Il suffit aux apprentis tyrans de se saisir d’un événement dramatique (naturel, ou créé de toutes pièces) comme catalyseur (en Allemagne : l’incendie du Reichstag) pour faire basculer tout un pays vers la dictature. Pour d’habiles aspirants tyrans, il y a tant de bonnes occasions ! Le moindre fait divers peut servir de prétexte. Et l’on sait que, pour les populistes, le fait divers est une véritable drogue.
La France est-elle en danger de basculement ?
Personne n’est à l’abri. Contrairement à ce que les Français s’imaginent parfois, la France n’est pas naturellement immunisée contre la dictature.

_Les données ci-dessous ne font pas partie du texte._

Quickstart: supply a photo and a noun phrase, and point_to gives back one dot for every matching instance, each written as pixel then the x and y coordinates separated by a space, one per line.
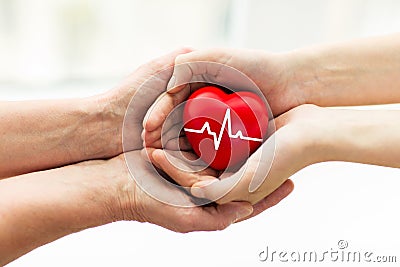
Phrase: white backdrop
pixel 51 49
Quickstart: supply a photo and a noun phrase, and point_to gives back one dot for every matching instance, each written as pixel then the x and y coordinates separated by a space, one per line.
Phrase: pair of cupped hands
pixel 234 198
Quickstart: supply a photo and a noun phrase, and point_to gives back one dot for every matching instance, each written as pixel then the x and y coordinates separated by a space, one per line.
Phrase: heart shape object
pixel 224 129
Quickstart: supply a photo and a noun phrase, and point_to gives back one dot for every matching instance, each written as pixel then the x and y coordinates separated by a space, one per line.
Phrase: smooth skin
pixel 81 178
pixel 360 72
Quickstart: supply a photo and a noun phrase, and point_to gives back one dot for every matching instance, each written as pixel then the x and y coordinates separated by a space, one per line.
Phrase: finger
pixel 182 170
pixel 216 218
pixel 163 107
pixel 180 143
pixel 172 132
pixel 271 200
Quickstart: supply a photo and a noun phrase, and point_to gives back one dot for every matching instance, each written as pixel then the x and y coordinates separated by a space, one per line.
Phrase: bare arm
pixel 37 135
pixel 38 208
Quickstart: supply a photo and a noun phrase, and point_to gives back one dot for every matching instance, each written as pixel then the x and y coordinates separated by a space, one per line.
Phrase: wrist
pixel 105 132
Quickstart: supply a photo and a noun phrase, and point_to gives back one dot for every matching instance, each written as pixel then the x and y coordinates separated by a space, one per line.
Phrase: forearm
pixel 38 135
pixel 38 208
pixel 370 137
pixel 361 72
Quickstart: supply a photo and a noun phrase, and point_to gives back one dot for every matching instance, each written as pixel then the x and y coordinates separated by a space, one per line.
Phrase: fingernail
pixel 171 83
pixel 243 212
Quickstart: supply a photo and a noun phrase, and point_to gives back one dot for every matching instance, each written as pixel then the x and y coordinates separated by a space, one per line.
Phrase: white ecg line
pixel 226 121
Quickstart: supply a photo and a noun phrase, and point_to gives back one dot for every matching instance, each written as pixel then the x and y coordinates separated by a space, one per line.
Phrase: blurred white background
pixel 72 48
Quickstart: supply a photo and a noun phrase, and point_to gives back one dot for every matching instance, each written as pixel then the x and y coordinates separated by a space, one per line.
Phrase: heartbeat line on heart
pixel 226 122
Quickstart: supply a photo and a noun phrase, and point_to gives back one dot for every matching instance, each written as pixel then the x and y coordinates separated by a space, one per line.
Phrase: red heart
pixel 206 125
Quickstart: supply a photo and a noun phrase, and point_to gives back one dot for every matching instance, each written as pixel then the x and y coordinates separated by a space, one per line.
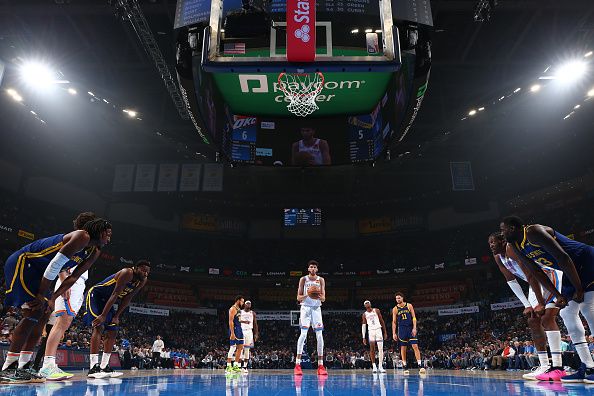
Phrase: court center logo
pixel 303 33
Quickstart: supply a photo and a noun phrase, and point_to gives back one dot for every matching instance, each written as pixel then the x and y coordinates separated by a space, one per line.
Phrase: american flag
pixel 234 49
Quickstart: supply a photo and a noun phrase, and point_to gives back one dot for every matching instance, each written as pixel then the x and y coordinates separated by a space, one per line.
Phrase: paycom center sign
pixel 261 94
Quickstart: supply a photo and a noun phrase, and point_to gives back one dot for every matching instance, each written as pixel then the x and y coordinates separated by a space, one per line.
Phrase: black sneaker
pixel 108 372
pixel 35 377
pixel 96 372
pixel 12 375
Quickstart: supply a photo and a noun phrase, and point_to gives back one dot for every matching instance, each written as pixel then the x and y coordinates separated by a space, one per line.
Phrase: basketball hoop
pixel 302 89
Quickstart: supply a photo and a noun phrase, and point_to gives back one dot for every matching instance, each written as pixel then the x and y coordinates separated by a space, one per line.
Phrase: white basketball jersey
pixel 372 319
pixel 246 317
pixel 513 267
pixel 310 302
pixel 314 150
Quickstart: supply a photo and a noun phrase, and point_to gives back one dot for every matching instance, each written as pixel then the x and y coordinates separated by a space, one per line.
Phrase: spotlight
pixel 571 71
pixel 38 75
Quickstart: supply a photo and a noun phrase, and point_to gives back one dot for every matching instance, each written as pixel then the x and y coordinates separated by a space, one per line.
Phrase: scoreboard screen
pixel 302 217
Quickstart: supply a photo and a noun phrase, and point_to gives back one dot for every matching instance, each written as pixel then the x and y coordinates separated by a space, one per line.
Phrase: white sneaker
pixel 535 371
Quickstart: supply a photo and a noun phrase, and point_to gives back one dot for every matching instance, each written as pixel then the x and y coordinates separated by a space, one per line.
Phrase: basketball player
pixel 249 327
pixel 236 338
pixel 541 246
pixel 403 318
pixel 65 311
pixel 541 327
pixel 372 319
pixel 311 313
pixel 310 150
pixel 29 273
pixel 120 287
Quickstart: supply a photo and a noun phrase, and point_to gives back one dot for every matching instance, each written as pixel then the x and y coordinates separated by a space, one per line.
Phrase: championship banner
pixel 301 30
pixel 372 226
pixel 168 177
pixel 145 178
pixel 199 222
pixel 190 177
pixel 458 311
pixel 149 311
pixel 26 235
pixel 123 178
pixel 507 305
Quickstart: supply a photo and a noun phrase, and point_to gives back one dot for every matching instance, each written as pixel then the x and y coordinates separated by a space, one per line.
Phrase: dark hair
pixel 497 235
pixel 513 221
pixel 82 219
pixel 96 227
pixel 146 263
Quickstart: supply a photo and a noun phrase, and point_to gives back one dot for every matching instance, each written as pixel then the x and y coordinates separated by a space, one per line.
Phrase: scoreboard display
pixel 302 217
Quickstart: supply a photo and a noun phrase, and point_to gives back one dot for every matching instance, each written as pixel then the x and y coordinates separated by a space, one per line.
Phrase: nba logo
pixel 372 43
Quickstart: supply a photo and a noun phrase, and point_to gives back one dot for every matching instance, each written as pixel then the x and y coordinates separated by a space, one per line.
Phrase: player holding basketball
pixel 540 246
pixel 311 293
pixel 249 327
pixel 405 320
pixel 119 287
pixel 372 319
pixel 236 338
pixel 310 150
pixel 542 327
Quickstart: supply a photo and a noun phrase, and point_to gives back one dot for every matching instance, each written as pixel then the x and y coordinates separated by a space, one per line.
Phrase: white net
pixel 302 91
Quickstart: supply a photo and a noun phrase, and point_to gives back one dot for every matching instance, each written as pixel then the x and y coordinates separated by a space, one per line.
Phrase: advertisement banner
pixel 458 311
pixel 123 178
pixel 190 177
pixel 199 222
pixel 26 235
pixel 507 305
pixel 168 177
pixel 377 225
pixel 149 311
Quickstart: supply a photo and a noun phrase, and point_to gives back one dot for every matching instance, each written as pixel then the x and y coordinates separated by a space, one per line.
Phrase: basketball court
pixel 282 382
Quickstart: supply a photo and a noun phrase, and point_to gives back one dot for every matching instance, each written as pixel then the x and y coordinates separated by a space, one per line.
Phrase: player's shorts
pixel 584 265
pixel 405 337
pixel 556 278
pixel 375 335
pixel 72 305
pixel 22 278
pixel 94 304
pixel 311 316
pixel 239 335
pixel 248 338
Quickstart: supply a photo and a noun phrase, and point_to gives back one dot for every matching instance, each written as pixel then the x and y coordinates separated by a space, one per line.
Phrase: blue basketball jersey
pixel 580 253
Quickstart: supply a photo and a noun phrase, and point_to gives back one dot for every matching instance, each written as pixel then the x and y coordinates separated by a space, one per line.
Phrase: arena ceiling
pixel 473 64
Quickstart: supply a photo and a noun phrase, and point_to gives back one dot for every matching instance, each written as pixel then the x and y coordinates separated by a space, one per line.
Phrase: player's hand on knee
pixel 578 295
pixel 539 309
pixel 561 302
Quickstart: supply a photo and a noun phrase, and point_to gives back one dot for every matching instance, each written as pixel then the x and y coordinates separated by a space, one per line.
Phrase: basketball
pixel 314 292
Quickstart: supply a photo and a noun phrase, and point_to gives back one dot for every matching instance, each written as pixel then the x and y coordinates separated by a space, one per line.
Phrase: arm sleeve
pixel 517 289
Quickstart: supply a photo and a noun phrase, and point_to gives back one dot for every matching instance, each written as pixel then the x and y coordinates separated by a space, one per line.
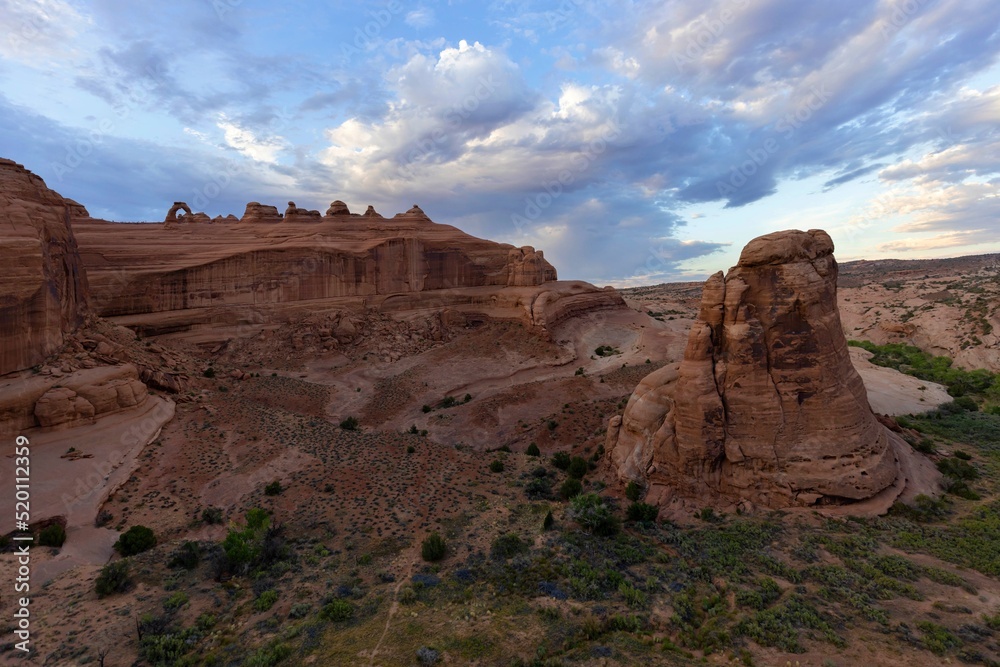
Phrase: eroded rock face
pixel 766 405
pixel 43 289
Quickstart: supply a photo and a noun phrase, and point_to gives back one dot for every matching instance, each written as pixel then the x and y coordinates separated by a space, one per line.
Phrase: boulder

Or, le contexte est particulièrement noir. La France a peur ! Aux effets déstabilisants du triple bouleversement touchant objectivement l’économie (mondialisation), le climat (réchauffement) et les technologies (Internet, révolution numérique), s’ajoutent les effets démoralisateurs d’un discours populiste anxiogène, insistant sans répit sur les nombreuses menaces qui nous cernent, dans un climat où chaque fait divers devient une preuve. Une preuve de la nécessité de faire sauter le « système », de restaurer l’autorité, de tordre le cou au laxisme.
Manifestement, aujourd’hui, nous ne sommes pas en manque d’aspirants tyrans. Les leaders populistes, dont le discours anxiogène est le fonds de commerce, seront tout à fait capables de se saisir du premier catalyseur venu pour faire basculer vers le régime autoritaire qu’ils appellent de leurs vœux. Et quand de potentiels tyrans en appellent au peuple (en fait, à la rue) contre les élites incapables, et décadentes, le peuple est en grand danger d’abdiquer.
La tentation mortifère, pour lui, est de se complaire dans une demande de protection et de sécurité, et de se jeter dans les bras d’un homme fort. Précisément, le peuple français, hélas – et là se trouve le plus grave danger –, paraît souffrir d’une « grande fatigue démocratique » ! Telle est l’une des conclusions majeures d’une enquête Ipsos-Sopra Steria réalisée pour Le Monde, l’Institut Montaigne, et Sciences Po et publiée le 8 mars dernier : 77 % des sondés pensent que le système démocratique fonctionne de moins en moins bien. Un tiers estime que d’autres systèmes politiques peuvent être aussi bons que la démocratie. Un français sur cinq penche même pour un régime autoritaire de « césarisme démocratique », qui ne s’embarrasserait pas de contre-pouvoirs.
La démocratie comme utopie
Alors, la France va-t-elle basculer ? Nous vivons un moment clé, et nul ne peut avoir la prétention de prédire l’avenir. Il resterait à traiter une quatrième question : peut-on lutter, et comment, contre la fabrique de la post-démocratie ? Faute de pouvoir la traiter ici, nous observerons simplement qu’il y aurait sans doute beaucoup à dire sur la démocratie. Mais qu’il faut saisir son sens, qui est de constituer une utopie porteuse. On ne doit pas la rejeter, comme le disait Kant, dans sa Critique de la raison pure, à propos de la République de Platon, « sous le très misérable et très honteux prétexte » qu’elle serait « irréalisable ».
On a sans doute, aujourd’hui, de très bonnes raisons d’être « fatigué ». Mais la raison nous commande de ne pas céder à la fatigue. De ne pas écouter les Césars en herbe. De faire front avec courage et lucidité aux menaces, réelles, qui pèsent sur nous, dont celles du terrorisme, et des nouveaux fascismes singeant la religion, sans en inventer de fausses, et se perdre en lamentations. La démocratie est un combat permanent.
Lucidité et courage seront les premiers remparts contre le basculement dans la post-démocratie.